Dans une société par actions, il existe en quelque sorte deux types de revenus : les revenus d’entreprise actifs, découlant de ses activités courantes, et les revenus passifs, découlant de ses activités d’investissement. Les premiers 500 000 $ de revenus d’entreprise actifs profitent de la déduction pour petites entreprises et sont imposés actuellement à 17,24 % en 2018 et à 15 % en 2019, ce qu’on appelle communément au petit taux. Les revenus qui excèdent ce seuil de 500 000 $ de revenus actifs sont plutôt imposés à 26,7 % en 2018 et à 26,6 % en 2019. Le petit taux d’imposition se partage dans tout le groupe des sociétés dites associées.
Les revenus passifs sont quant à eux actuellement imposés à un taux de 50,37 %, et créent une somme créditée au compte d’impôt en main remboursable au titre de dividendes (IMRTD). Les revenus passifs sont composés généralement des revenus nets de location et des revenus de placement tels que les revenus d’intérêts, de dividendes ou la partie imposable d’un gain en capital. Ces notions de base sont requises pour comprendre l’application des nouvelles mesures des revenus passifs.

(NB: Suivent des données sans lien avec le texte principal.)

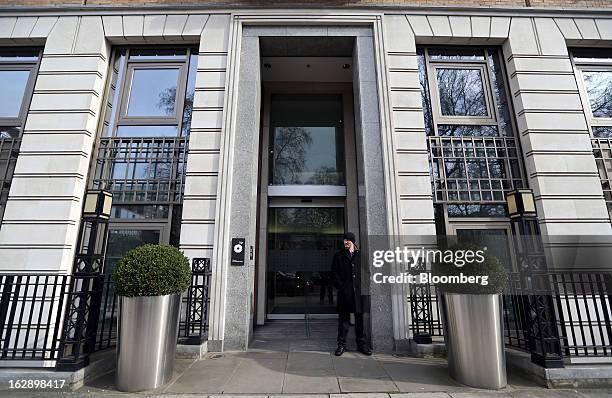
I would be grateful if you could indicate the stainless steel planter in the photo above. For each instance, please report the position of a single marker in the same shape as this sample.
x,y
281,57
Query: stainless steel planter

À compter de l’an prochain, les revenus passifs gagnés par l’une des sociétés du groupe (plus précisément parmi les sociétés associées) viendront réduire le droit d’utiliser le petit taux d’imposition. Dès que les revenus passifs excéderont 150 000 $, il ne sera plus possible de profiter du petit taux d’imposition de 17,24 % sur les premiers 500 000 $ de revenus actifs. Résultat : les sociétés devront assumer une facture fiscale supplémentaire de 58 000 $ en 2019 (26,6 % -15 % x 500 000 $) si la société perd le droit d’utiliser le petit taux. Et soyons clair, s’il n’y a pas de société opérante dans le portrait, ces nouvelles mesures n’auront aucune conséquence.
Éléments de planification
Pour réduire les revenus passifs d’une entreprise, il existe quelques solutions alternatives. Par exemple, un actionnaire peut envisager la mise en place d’un régime de retraite individuel (RRI), la réorganisation d’un portefeuille en investissant dans des fonds constitués en société par actions, ou la souscription à une police d’assurance vie exonérée. Cependant, il peut être difficile d’engloutir toutes ses économies dans ces types de placements et encore faut-il que ces produits correspondent à ses besoins !
Ces nouvelles mesures donneront aussi du fil à retordre non pas simplement dans la planification de retraite d’un entrepreneur, mais aussi dans le cadre d’une relève familiale. Voyons l’exemple suivant.
Claudia a pris la relève de son père, Claude. Elle détient les actions participantes de la société opérante, et son père, les actions privilégiées, par l’intermédiaire d’une société de gestion mise en place suivant une stratégie de gel successoral. Depuis quelques années, Claudia travaille durement et rachète progressivement les actions privilégiées que son père détient toujours dans la société opérante.
Or, considérant que les revenus passifs de la société de gestion de Claude dépassent le seuil de 150 000 $, la société opérante de Claudia ne sera plus en mesure de profiter de son petit taux d’imposition. En conséquence, la société opérante verra sa facture fiscale grimper, réduisant du coup sa capacité de rembourser les actions privilégiées de Claude.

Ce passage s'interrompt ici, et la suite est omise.